Learning Curves

Definition and Purpose

Learning curves show how algorithms perform as a function of training experience (number of training examples). They plot both J_cv (cross-validation error) and J_train (training error) against training set size.

General Learning Curve Behavior

Cross-Validation Error (J_cv)

Decreases as training set size increases
More examples → better model → lower CV error
Algorithm learns patterns more effectively

Training Error (J_train)

Increases as training set size increases
Small datasets: Easy to achieve zero/low error
Large datasets: Harder to fit all examples perfectly

High Bias Learning Curves

Characteristics

Model: Simple (e.g., linear function)
Training error: Rises then plateaus (flattens out)
CV error: Decreases then plateaus
Gap: J_cv consistently higher than J_train
Baseline: Both errors remain above human-level performance

Key Insight: High Bias and More Data

Important

If algorithm has high bias, getting more training data will NOT help much.

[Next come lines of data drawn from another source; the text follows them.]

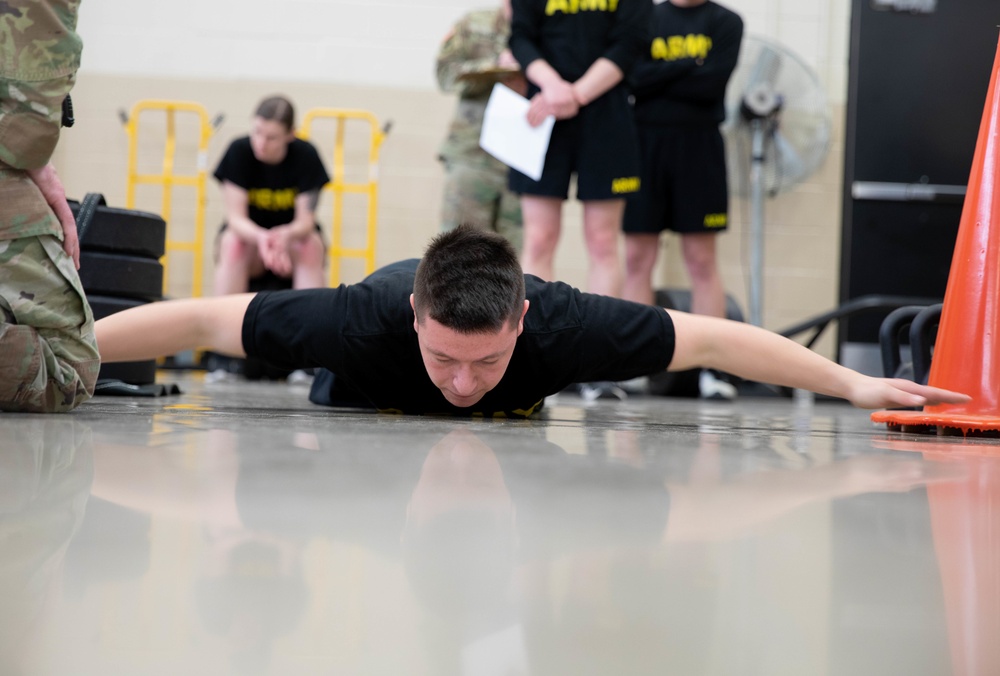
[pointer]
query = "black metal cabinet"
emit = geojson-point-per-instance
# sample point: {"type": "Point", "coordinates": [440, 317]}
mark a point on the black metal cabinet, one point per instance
{"type": "Point", "coordinates": [919, 74]}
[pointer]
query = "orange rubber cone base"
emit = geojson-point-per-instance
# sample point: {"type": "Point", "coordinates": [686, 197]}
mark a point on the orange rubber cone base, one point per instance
{"type": "Point", "coordinates": [939, 423]}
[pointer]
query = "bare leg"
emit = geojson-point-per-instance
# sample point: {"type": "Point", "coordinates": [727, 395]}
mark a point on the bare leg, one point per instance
{"type": "Point", "coordinates": [602, 226]}
{"type": "Point", "coordinates": [542, 226]}
{"type": "Point", "coordinates": [308, 258]}
{"type": "Point", "coordinates": [238, 262]}
{"type": "Point", "coordinates": [641, 250]}
{"type": "Point", "coordinates": [707, 294]}
{"type": "Point", "coordinates": [707, 298]}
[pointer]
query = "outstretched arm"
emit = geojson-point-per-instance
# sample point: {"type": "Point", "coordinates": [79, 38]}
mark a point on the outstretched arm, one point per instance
{"type": "Point", "coordinates": [169, 327]}
{"type": "Point", "coordinates": [757, 354]}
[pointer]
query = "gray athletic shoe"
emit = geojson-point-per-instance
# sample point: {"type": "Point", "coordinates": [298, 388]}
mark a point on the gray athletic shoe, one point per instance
{"type": "Point", "coordinates": [712, 385]}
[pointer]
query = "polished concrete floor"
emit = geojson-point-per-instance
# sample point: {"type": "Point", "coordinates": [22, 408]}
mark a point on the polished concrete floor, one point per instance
{"type": "Point", "coordinates": [237, 529]}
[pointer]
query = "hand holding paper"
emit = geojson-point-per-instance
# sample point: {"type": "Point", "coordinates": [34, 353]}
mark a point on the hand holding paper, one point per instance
{"type": "Point", "coordinates": [509, 137]}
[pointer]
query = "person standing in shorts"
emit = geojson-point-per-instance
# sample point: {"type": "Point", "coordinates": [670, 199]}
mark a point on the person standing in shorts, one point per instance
{"type": "Point", "coordinates": [679, 91]}
{"type": "Point", "coordinates": [576, 54]}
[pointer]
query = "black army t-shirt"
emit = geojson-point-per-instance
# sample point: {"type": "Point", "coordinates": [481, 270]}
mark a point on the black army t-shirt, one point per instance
{"type": "Point", "coordinates": [364, 334]}
{"type": "Point", "coordinates": [272, 188]}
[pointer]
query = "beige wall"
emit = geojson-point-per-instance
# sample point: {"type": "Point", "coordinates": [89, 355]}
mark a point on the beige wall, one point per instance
{"type": "Point", "coordinates": [378, 55]}
{"type": "Point", "coordinates": [802, 229]}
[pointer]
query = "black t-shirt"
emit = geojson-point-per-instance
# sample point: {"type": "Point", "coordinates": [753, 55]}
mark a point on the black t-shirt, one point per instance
{"type": "Point", "coordinates": [364, 334]}
{"type": "Point", "coordinates": [683, 77]}
{"type": "Point", "coordinates": [272, 188]}
{"type": "Point", "coordinates": [572, 34]}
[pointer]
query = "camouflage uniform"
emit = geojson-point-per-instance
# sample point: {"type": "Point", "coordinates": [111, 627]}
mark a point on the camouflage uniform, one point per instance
{"type": "Point", "coordinates": [475, 183]}
{"type": "Point", "coordinates": [48, 355]}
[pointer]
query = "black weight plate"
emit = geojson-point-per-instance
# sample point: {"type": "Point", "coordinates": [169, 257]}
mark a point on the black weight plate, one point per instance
{"type": "Point", "coordinates": [123, 231]}
{"type": "Point", "coordinates": [122, 276]}
{"type": "Point", "coordinates": [131, 372]}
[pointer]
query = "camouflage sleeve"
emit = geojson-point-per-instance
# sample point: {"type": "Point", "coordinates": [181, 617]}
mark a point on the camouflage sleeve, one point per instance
{"type": "Point", "coordinates": [39, 56]}
{"type": "Point", "coordinates": [458, 55]}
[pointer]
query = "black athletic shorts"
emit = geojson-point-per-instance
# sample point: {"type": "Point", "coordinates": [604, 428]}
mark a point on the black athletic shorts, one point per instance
{"type": "Point", "coordinates": [684, 186]}
{"type": "Point", "coordinates": [599, 144]}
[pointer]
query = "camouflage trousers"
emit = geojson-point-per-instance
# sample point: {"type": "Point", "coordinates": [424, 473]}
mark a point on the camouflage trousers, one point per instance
{"type": "Point", "coordinates": [479, 197]}
{"type": "Point", "coordinates": [48, 354]}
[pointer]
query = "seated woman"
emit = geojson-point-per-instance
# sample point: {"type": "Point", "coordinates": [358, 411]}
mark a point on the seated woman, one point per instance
{"type": "Point", "coordinates": [271, 183]}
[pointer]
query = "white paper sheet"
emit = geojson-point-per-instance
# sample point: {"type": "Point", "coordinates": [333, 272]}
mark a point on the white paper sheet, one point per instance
{"type": "Point", "coordinates": [507, 135]}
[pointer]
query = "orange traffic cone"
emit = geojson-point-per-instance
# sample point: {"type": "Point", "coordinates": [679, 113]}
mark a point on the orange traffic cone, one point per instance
{"type": "Point", "coordinates": [967, 351]}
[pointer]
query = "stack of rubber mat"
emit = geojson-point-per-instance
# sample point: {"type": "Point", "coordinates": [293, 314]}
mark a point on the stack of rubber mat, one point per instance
{"type": "Point", "coordinates": [120, 251]}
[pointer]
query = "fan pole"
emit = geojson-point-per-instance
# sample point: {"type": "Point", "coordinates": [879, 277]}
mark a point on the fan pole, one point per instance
{"type": "Point", "coordinates": [756, 220]}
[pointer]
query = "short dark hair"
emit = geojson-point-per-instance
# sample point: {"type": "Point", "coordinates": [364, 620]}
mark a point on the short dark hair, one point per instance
{"type": "Point", "coordinates": [278, 109]}
{"type": "Point", "coordinates": [470, 281]}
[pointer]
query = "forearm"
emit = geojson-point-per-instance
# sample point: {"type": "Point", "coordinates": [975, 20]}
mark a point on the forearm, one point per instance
{"type": "Point", "coordinates": [166, 328]}
{"type": "Point", "coordinates": [542, 74]}
{"type": "Point", "coordinates": [602, 75]}
{"type": "Point", "coordinates": [756, 354]}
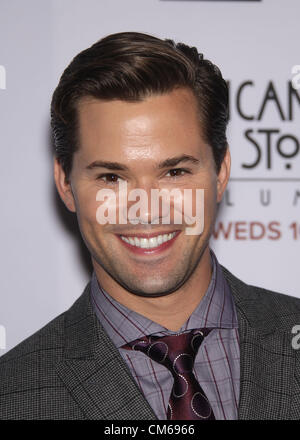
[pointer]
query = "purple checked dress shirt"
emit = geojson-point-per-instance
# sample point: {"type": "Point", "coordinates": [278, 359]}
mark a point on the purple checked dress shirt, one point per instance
{"type": "Point", "coordinates": [217, 363]}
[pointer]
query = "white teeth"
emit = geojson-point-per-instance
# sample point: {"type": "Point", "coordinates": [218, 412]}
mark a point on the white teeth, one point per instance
{"type": "Point", "coordinates": [146, 243]}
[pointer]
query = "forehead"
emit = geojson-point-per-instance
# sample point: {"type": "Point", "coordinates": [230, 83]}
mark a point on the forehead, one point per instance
{"type": "Point", "coordinates": [148, 127]}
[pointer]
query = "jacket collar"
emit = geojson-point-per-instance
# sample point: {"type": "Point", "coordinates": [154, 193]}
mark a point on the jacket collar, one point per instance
{"type": "Point", "coordinates": [101, 383]}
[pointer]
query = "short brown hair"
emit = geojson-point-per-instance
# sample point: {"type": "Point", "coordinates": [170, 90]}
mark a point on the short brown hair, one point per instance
{"type": "Point", "coordinates": [131, 66]}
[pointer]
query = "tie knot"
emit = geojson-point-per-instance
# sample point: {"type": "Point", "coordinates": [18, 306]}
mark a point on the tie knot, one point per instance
{"type": "Point", "coordinates": [176, 352]}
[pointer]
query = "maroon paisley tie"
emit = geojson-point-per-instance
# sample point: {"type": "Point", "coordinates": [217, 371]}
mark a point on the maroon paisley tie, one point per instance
{"type": "Point", "coordinates": [177, 352]}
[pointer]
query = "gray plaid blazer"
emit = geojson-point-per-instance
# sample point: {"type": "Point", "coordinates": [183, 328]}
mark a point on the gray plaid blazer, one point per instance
{"type": "Point", "coordinates": [70, 369]}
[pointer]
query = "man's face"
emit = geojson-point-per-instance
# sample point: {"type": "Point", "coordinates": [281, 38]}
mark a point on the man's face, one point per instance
{"type": "Point", "coordinates": [140, 137]}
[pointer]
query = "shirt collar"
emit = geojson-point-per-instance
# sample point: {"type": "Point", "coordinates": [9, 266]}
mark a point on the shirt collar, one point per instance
{"type": "Point", "coordinates": [216, 309]}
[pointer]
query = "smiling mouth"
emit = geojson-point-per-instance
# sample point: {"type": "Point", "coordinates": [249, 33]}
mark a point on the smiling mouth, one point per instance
{"type": "Point", "coordinates": [149, 242]}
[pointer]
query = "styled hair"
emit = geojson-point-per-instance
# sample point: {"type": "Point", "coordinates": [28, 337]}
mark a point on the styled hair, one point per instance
{"type": "Point", "coordinates": [132, 66]}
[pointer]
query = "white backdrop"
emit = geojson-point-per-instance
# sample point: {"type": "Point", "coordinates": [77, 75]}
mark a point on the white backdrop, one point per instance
{"type": "Point", "coordinates": [256, 44]}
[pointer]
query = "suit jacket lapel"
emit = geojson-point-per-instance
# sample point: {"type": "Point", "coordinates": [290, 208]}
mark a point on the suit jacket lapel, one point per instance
{"type": "Point", "coordinates": [266, 356]}
{"type": "Point", "coordinates": [99, 380]}
{"type": "Point", "coordinates": [94, 372]}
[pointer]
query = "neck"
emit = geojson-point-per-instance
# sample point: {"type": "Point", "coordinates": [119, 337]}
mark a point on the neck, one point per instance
{"type": "Point", "coordinates": [170, 311]}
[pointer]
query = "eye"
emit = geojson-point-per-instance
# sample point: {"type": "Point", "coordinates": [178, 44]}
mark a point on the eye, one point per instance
{"type": "Point", "coordinates": [109, 178]}
{"type": "Point", "coordinates": [178, 172]}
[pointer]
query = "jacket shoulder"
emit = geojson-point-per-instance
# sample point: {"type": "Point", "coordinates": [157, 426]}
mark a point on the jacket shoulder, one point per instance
{"type": "Point", "coordinates": [264, 308]}
{"type": "Point", "coordinates": [30, 388]}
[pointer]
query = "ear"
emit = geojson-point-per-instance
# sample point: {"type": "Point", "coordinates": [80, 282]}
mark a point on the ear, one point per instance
{"type": "Point", "coordinates": [63, 186]}
{"type": "Point", "coordinates": [223, 175]}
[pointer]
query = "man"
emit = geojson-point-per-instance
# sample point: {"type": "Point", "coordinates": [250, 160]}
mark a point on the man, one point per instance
{"type": "Point", "coordinates": [162, 331]}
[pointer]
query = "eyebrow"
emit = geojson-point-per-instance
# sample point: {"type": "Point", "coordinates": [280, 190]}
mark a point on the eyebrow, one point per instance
{"type": "Point", "coordinates": [169, 162]}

Learning curves plateau because:

Simple models (straight lines) don’t change significantly with more data
Both J_cv and J_train flatten and stay flat regardless of dataset size
Curves never reach baseline performance level

High Variance Learning Curves

Characteristics

Model: Complex (e.g., 4th-order polynomial, small λ)
Training error: Low (sometimes below human performance)
CV error: Much higher than training error
Large gap: Significant difference between J_cv and J_train

Key Insight: High Variance and More Data

If algorithm has high variance, getting more training data IS likely to help.

With more data:

J_train continues rising
J_cv comes down toward J_train
Gap between errors decreases
Performance approaches baseline

Plotting Learning Curves in Practice

Implementation Process

Take subsets of training data (100, 200, 300 examples…)
Train models on each subset size
Evaluate J_train and J_cv for each
Plot results against training set size

Computational Considerations

Expensive: Requires training multiple models
Time-consuming: Not done frequently in practice
Mental model: Useful conceptual framework for understanding algorithm behavior

Practical Applications

Housing Price Prediction Example

Learning curves help decide what to try next:

High Bias Scenario

Flat learning curves
More data won’t help
Need model complexity increases

High Variance Scenario

Converging learning curves
More data will help
Focus on data collection

Decision Framework

When J_train and J_cv Plateau Early

Indicates high bias
Adding data provides diminishing returns
Focus on: more features, polynomial terms, reducing λ

When Large Gap Exists Between Errors

Indicates high variance
More data can close the gap
Continue data collection efforts

Learning curves provide visual insight into whether bias or variance is the primary bottleneck, guiding resource allocation decisions in machine learning projects.